Nous avons été estomaqué.e.s quand nous avons appris qu’une famille de commerçants indiens, les frères Gupta, avaient réussi à faire la pluie et le beau temps pour la nomination des ministres.
Nous nous sommes indigné.es quand nous avons appris que les Guptas avaient pompé des millions dans les caisses de l’état ; que la corruption était devenu la gangrène de la société sud-africaine.
Mais nous n’avions encore rien vu.
Depuis quelques jours les nouvelles plus étonnantes les unes que les autres sont relayées par les agences de presse
Le 10 novembre dernier, le bureau de la Procureure générale a émis un mandat d’arrêt pour Ace Mashagule, secrétaire général de l’Anc, le parti au pouvoir. Le vendredi 13 il se présentait devant le tribunal qui lui accordait une liberté sous caution.
Que pouvait-on reprocher à ce dignitaire, un des six de la direction de l’Anc ? D’avoir extorqué de l’argent pour un soi-disant contrat de désamiantage. Ce n’était pas une histoire isolée. Alors qu’il était à la tête de la province Libre d’Orange, il avait été au cœur du scandale du projet Estina, un projet de laiterie, concocté par les Guptas pour faire des finances de la province une vache à lait.
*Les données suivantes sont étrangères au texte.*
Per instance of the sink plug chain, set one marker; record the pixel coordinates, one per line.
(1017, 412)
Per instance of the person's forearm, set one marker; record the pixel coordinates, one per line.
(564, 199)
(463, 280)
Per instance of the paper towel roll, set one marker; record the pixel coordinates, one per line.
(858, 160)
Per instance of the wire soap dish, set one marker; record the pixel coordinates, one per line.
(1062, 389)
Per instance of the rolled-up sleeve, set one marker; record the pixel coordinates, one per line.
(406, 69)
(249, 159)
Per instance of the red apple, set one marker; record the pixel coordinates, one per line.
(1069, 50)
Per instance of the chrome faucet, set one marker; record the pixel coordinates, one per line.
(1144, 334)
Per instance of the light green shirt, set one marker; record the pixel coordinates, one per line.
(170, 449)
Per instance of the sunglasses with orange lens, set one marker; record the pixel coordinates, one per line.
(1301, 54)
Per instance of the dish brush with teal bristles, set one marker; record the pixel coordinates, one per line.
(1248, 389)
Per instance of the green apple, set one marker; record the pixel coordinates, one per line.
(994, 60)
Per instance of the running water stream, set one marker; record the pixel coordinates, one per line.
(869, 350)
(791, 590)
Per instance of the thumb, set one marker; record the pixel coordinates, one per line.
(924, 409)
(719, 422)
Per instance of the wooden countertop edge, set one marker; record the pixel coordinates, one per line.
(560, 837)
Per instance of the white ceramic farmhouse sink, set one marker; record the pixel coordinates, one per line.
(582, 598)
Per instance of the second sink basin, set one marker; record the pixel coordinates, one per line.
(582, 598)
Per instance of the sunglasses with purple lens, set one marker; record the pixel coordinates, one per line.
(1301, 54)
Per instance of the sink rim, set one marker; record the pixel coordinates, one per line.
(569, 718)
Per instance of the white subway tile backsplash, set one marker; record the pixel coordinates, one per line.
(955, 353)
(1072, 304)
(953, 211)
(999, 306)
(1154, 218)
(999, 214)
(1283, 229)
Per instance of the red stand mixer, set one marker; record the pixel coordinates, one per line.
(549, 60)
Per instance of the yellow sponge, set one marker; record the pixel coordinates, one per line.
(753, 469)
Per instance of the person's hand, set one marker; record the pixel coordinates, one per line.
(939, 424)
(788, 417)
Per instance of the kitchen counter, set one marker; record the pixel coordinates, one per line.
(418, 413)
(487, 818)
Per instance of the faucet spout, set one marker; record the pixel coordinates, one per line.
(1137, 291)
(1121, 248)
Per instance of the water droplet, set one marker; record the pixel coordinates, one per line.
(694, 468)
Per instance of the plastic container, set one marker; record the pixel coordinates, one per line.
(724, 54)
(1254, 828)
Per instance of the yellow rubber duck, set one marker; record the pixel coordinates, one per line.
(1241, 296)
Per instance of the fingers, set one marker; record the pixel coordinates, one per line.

Les vaches destinées à aider des petits agriculteurs sont, elles, mortes de faim, et leurs malheureux propriétaires n’ont jamais réussi à mettre du beurre dans leurs épinards.
Grand supporter du Président Zuma il rejoindra ce dernier devant la justice pour s’expliquer sur ses malversations
Jacob Zuma a réussi à éviter, grâce à la stratégie de Stalingrad qui consiste à mentir, nier, argumenter pour ralentir la chute, sa comparution devant la justice.
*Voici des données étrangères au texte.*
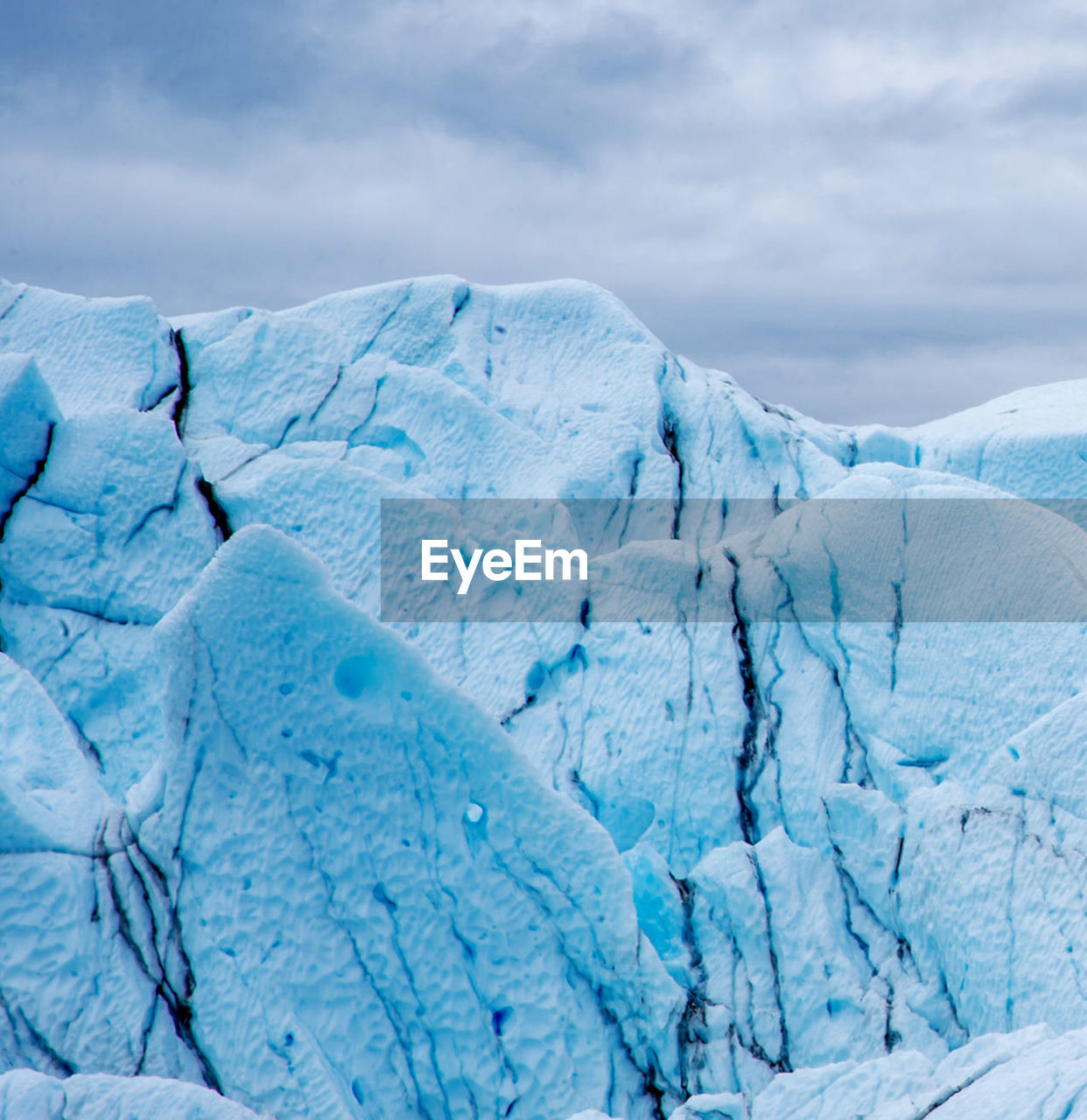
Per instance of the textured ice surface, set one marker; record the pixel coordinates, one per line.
(260, 852)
Depuis ce qu’on appelle The Arms Deal, l’achat de matériel militaire à grands coups de dessous de table avec les compagnies d’armement, en particulier Thalès, dont le représentant doit accompagner Zuma devant le tribunal, les charges pour fraude, corruption, blanchiment d’argent se sont accumulées contre l’ancien président, en tout plus de 700.
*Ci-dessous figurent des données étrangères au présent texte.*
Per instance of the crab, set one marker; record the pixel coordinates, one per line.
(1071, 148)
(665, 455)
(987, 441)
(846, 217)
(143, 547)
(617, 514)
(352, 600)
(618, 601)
En 2016, l’ancienne médiatrice de la République Thuli Madonsela, avait bouclé son rapport sur le State Capture, ou captation de l’Etat, mais Zuma avait réussi grâce à sa tactique à retarder sa comparution devant la justice. Depuis les frères Gupta ont pris le large et vivent leur vie entre Dubaï et l’Inde.
Le Juge Zondo a été chargé par le Président Cyril Ramaphosa, de faire toute la lumière sur le pillage systématique des ressources de l’Etat par la classe politique et leurs complices dans le monde des affaires et de la banque.
Il a convoqué Jacob Zuma à se présenter du 16 au 20 novembre devant la commission d’enquête qu’il préside. Zuma a encore essayé de tergiverser, mais ayant épuisé sa réserve de mensonges, de mauvaise santé, de mémoire défaillante, il a opté pour une démarche innovante et radicale : il a quitté le tribunal en déclarant qu’il n’avait rien à y faire puisqu’il n’avait rien fait de mal !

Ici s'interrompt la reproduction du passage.